Inflation’s Assault on the Family
I moved aside and watched our twelve-year-old van pull into the driveway. My wife opened the door, smiled, and told me she got the job. Putting the basketball down, I hugged her and told her I was proud. The job was a part-time evening and weekend position at the local country health food store, a good fit considering my wife’s interests. But deep down, a sense of sadness and partial defeat rolled over me. The ten-year period leading up to this moment had found my wife solely focused on homemaking and homeschooling our three children, a responsibility so demanding that few ever attempt it—even fewer see it through. But there we stood, eleven years into our marriage, resigned to the fact my single income was starting to fall short. Not due to any pay decrease, change in spending habits, or some major unforeseen event, but the result of government lockdowns and central banking monetary policies. I wanted blood.
To bathe in lament would be wrong. My wife and I have been and continue to be abundantly blessed. Our decision to have my wife stay home beyond her initial maternity leave led to a second and third child and an eventual decision to homeschool. All this on a single income stretched by a string of small sacrifices: being a single-used-vehicle family, refraining from taking exotic family vacations, and thrift shopping whenever it met our requirements, to name a few. These disciplines afforded us the ability to own a home—a mortgage that is—and, more importantly, to homeschool our three children.

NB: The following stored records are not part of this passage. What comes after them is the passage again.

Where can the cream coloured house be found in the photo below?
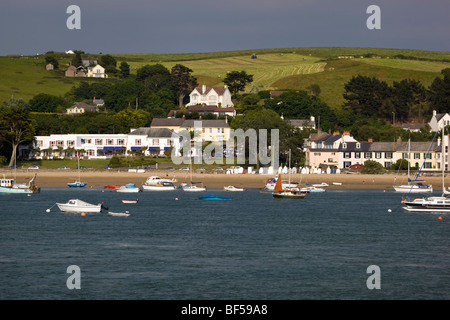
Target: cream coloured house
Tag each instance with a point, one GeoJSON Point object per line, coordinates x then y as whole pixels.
{"type": "Point", "coordinates": [96, 72]}
{"type": "Point", "coordinates": [211, 96]}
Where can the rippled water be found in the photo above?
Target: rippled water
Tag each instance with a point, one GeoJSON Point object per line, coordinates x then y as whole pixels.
{"type": "Point", "coordinates": [252, 247]}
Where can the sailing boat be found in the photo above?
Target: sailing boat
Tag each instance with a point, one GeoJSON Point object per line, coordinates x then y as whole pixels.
{"type": "Point", "coordinates": [287, 193]}
{"type": "Point", "coordinates": [418, 187]}
{"type": "Point", "coordinates": [192, 187]}
{"type": "Point", "coordinates": [77, 183]}
{"type": "Point", "coordinates": [431, 204]}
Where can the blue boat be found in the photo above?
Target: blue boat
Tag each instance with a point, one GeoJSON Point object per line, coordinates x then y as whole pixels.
{"type": "Point", "coordinates": [214, 197]}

Detailing our reasons for homeschooling would overwhelm the subject at hand, so I’ll exercise brevity. Public schools are no longer safe. Teachers no longer have the authority to maintain order and hold students to account; respect hit the off-ramp several exits ago. Large classrooms don’t afford teachers the ability to better know their students or offer them flexibility based on individual learning styles. Not that academics seem to matter anymore. Then there’s the indiscriminate spewing of left ideologies with little tolerance for pushback. No, thank you—we covet our kids too much. More than a new vehicle, second vehicle, picturesque vacation, and yes, even more than Gap Kids.